I have the following pyspark application that generates sequences of child/parent processes from a csv of child/parent process id's. Considering the problem as a tree, I'm using an iterative depth-first search starting at leaf nodes (a process that has no children) and iterating through my file to create these closures where process 1 is the parent to process 2 which is the parent of process 3 so on and so forth.

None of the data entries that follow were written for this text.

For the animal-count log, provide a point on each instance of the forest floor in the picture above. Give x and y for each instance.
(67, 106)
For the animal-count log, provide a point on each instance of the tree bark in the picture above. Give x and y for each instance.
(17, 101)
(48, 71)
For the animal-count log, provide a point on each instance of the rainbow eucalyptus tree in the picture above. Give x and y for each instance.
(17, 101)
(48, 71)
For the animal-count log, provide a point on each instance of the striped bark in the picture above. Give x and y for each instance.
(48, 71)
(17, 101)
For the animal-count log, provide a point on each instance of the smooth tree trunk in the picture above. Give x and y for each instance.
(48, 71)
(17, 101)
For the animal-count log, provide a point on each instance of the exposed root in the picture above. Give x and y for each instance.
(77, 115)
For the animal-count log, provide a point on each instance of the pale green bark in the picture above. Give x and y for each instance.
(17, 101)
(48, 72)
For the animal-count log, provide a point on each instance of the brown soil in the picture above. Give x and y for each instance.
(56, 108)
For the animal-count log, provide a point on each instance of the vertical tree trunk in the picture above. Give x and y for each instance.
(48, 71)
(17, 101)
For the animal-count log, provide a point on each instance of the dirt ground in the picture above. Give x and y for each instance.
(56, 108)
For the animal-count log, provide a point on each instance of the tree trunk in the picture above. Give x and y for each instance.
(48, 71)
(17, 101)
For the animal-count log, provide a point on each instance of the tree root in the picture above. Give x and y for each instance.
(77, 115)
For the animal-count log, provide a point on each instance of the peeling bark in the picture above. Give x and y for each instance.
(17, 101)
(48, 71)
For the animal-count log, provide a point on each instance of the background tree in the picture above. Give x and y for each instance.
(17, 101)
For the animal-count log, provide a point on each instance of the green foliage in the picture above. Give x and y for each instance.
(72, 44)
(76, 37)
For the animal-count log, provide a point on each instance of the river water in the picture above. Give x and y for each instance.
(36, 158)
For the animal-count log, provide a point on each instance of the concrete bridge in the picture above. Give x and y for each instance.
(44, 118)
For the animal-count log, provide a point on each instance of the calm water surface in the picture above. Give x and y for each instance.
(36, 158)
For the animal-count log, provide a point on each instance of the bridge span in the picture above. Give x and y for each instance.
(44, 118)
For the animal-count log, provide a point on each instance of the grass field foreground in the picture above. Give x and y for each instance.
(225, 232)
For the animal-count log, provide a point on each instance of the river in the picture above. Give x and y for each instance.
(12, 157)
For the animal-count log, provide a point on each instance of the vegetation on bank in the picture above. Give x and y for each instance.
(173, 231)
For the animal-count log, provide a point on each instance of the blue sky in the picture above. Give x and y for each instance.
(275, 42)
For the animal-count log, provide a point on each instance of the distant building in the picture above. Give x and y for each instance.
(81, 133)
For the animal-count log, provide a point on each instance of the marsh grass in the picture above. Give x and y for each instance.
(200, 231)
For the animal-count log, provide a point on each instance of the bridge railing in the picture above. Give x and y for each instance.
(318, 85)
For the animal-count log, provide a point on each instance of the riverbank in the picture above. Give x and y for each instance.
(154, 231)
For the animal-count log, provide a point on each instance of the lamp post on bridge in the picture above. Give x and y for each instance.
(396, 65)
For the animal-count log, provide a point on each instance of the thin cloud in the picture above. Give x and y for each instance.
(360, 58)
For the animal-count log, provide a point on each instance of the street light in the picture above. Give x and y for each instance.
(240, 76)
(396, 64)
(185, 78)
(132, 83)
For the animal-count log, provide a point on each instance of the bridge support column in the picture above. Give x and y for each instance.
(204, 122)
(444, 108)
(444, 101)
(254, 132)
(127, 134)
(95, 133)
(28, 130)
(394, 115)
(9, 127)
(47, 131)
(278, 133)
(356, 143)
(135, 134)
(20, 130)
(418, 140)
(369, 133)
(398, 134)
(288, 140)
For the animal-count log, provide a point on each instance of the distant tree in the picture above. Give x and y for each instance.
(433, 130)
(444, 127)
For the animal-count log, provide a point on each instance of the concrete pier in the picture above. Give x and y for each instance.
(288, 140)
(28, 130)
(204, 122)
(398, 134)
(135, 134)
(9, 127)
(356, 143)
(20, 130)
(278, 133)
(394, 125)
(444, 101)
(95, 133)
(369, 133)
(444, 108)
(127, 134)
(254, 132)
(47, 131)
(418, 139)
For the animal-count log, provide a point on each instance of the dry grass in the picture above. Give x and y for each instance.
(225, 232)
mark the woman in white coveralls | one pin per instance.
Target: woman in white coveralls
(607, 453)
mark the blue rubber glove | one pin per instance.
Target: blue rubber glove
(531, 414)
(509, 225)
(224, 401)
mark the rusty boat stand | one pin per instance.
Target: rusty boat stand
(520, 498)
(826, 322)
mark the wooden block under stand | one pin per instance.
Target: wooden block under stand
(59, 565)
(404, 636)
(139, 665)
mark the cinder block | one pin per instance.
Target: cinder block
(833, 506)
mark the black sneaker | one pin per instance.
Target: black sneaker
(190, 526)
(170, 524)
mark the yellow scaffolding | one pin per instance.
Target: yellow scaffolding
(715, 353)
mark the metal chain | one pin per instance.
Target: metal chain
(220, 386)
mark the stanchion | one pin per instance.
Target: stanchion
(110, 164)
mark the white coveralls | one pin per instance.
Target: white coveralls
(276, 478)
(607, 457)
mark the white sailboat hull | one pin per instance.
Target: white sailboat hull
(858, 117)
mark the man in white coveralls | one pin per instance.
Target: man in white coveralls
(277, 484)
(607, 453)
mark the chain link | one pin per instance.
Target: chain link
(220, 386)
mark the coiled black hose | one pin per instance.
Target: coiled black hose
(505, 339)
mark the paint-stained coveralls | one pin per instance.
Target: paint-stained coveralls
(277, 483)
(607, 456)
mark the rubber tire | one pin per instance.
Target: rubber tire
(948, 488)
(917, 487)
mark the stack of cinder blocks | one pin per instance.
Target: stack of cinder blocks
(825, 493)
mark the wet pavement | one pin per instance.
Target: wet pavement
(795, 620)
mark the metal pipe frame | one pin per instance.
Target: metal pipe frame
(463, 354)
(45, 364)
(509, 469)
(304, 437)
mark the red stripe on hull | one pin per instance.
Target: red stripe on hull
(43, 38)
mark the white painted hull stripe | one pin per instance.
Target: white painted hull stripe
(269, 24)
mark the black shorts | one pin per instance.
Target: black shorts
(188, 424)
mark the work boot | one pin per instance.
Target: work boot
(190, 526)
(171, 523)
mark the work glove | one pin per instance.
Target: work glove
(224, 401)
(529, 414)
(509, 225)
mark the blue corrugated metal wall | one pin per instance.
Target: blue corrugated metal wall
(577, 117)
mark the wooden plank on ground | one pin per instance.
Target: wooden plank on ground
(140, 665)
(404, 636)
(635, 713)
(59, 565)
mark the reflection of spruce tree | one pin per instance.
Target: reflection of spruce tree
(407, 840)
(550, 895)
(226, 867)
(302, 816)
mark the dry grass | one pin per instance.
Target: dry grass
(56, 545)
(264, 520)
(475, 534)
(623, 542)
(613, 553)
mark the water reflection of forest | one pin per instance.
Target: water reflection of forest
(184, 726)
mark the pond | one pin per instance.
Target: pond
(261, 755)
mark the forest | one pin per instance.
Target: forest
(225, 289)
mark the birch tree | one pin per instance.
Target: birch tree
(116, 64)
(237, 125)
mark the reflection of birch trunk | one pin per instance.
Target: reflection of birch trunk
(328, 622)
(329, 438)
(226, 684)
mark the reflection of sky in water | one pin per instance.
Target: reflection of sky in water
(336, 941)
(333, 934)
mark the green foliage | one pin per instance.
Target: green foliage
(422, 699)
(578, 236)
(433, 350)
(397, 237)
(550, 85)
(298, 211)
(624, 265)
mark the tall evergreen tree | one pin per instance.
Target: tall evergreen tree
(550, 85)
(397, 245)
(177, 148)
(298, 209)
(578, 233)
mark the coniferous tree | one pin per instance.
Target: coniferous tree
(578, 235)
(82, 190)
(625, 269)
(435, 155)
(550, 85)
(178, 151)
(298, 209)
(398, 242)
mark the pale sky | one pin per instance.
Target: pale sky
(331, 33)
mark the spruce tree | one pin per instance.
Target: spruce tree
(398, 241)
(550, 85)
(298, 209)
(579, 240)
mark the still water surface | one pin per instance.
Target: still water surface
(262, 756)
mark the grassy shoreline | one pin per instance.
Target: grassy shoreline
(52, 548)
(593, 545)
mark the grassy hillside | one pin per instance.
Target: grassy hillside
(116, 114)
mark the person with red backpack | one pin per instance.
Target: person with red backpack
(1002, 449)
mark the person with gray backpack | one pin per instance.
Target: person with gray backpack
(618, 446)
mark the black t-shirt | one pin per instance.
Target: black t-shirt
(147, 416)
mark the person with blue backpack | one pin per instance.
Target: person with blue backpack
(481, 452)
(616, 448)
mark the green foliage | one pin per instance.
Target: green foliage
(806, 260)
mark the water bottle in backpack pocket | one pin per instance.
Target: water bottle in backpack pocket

In other words, given a csv as shown below, is it possible to implement a depth-first search (iteratively or recursively) using pyspark dataframes & appropriate pyspark-isms to generate said closures without having to use the .collect() function (which is incredible expensive)?
from pyspark.sql.functions import monotonically_increasing_id
import copy
from pyspark.sql import SQLContext
from pyspark import SparkContext
class Test():
def __init__(self):
self.process_list = []
def main():
test = Test()
sc = SparkContext.getOrCreate()
sqlContext = SQLContext(sc)
df = sc.textFile("<path to csv>")
df = df.map(lambda line: line.split(","))
header = df.first()
data = df.filter(lambda row: row != header)
data = data.toDF(header)
data.createOrReplaceTempView("flat")
data = sqlContext.sql("select doc_process_pid, doc_parent_pid from flat
where doc_parent_pid is not null AND
doc_process_pid is not null")
data = data.select(monotonically_increasing_id().alias("rowId"), "*")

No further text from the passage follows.